VO #7: Two of the participants were wearing hard hats and reflective vests purchased that morning at a hardware store.

O’Keefe: We looked absurd, we looked like the Village People. In fact, they were dressed so absurdly that one of the secretaries laughed and said they obviously aren't telephone repair people.

VO #8: No one was fooled and someone called the FBI. All four of those arrested faced felony charges...that Mike Madigan says, made no sense at all.
Mike Madigan: There was no criminal intent, there was no effort to commit a felony, no evidence whatsoever.

VO #9: But Assistant U. S. Attorney Jan Mann’s prosecution was relentless. And perhaps even unethical. Privileged...client-attorney emails were somehow released to the press just weeks after the arrest.

Madigan: The only place that that could have happened from was from the seizure of James computer by the government./// Well we thought it was extremely unprofessional, inappropriate if not criminal action.

VO #10: Madigan asked Mann to investigate the leaks but his letter went unanswered. It now seems pretty evident that there were a lot of unethical activities going on in the U.S Attorney’s office. Last year, five New Orleans police officers who had been convicted for a deadly shooting had their convictions overturned.

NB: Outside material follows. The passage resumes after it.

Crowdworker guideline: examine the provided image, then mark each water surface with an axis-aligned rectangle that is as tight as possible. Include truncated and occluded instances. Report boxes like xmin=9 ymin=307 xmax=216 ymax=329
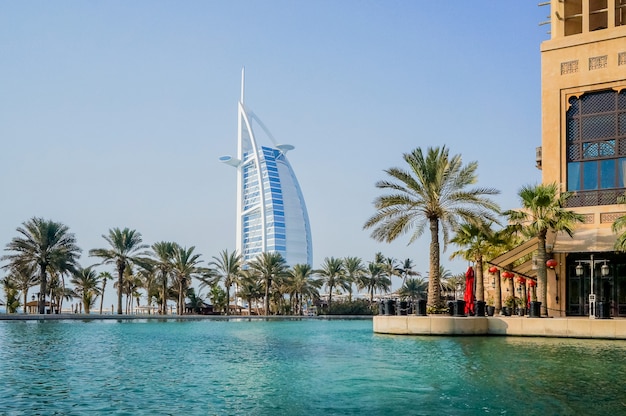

MSNBC News: In a 129 page ruling a federal judge overturned the convictions citing witness coercion, inconsistent testimony and a scandal in which at least three government attorneys were revealed to have posted comments about the case on line.

VO #11: They had anonymously posted prejudicial comments condemning the cops before and during the trial. The government attorneys were Jan Mann, Karla Dobinski and Salvatore Perricone.

O’Keefe: It also turns out that one of those U.S. Attorney's was blogging about me.

VO #12: Salvatore Perricone used the screen name legacy U.S.A when commenting about my case. The day after my arrest he anonymously blogged, “sure they should be punished. Throw the book at them.”

legacyusa Jan 27, 2010 Of all the idiots we have in the Senate, why did they pick Mary. Besides, she's hardly ever in that office, anyway. So why? Sure they should be punished. Throw the book at them. But why that office?

VO #13: On May 25th, 2010 the Mary Landrieu case ended.

O’Keefe: The government gave me three years of probation for a class b misdemeanor. It was very unusual. The case was handled unusually. Days before I was sentenced, a federal judge who usually doesn't get involved in misdemeanor cases, made reference of an extremely serious crime I committed. He talked about acts of violence being committed.

Madigan: I have to say that in forty years of practice I’ve never seen a probation like that. It was extremely onerous, with regard to James. It made his life miserable basically requiring all kinds of things that I thought were totally unnecessary and that I have never seen before or since.

O’Keefe: I want people to know about this. I want them to know what happened here./// All of these people need to be brought to justice.

VO #14: Now, some five years on...it is time to set the record straight. Senator Landrieu needs to address these questions. And the prosecutors who handled my case, must answer for their possibly criminal or at least unethical actions.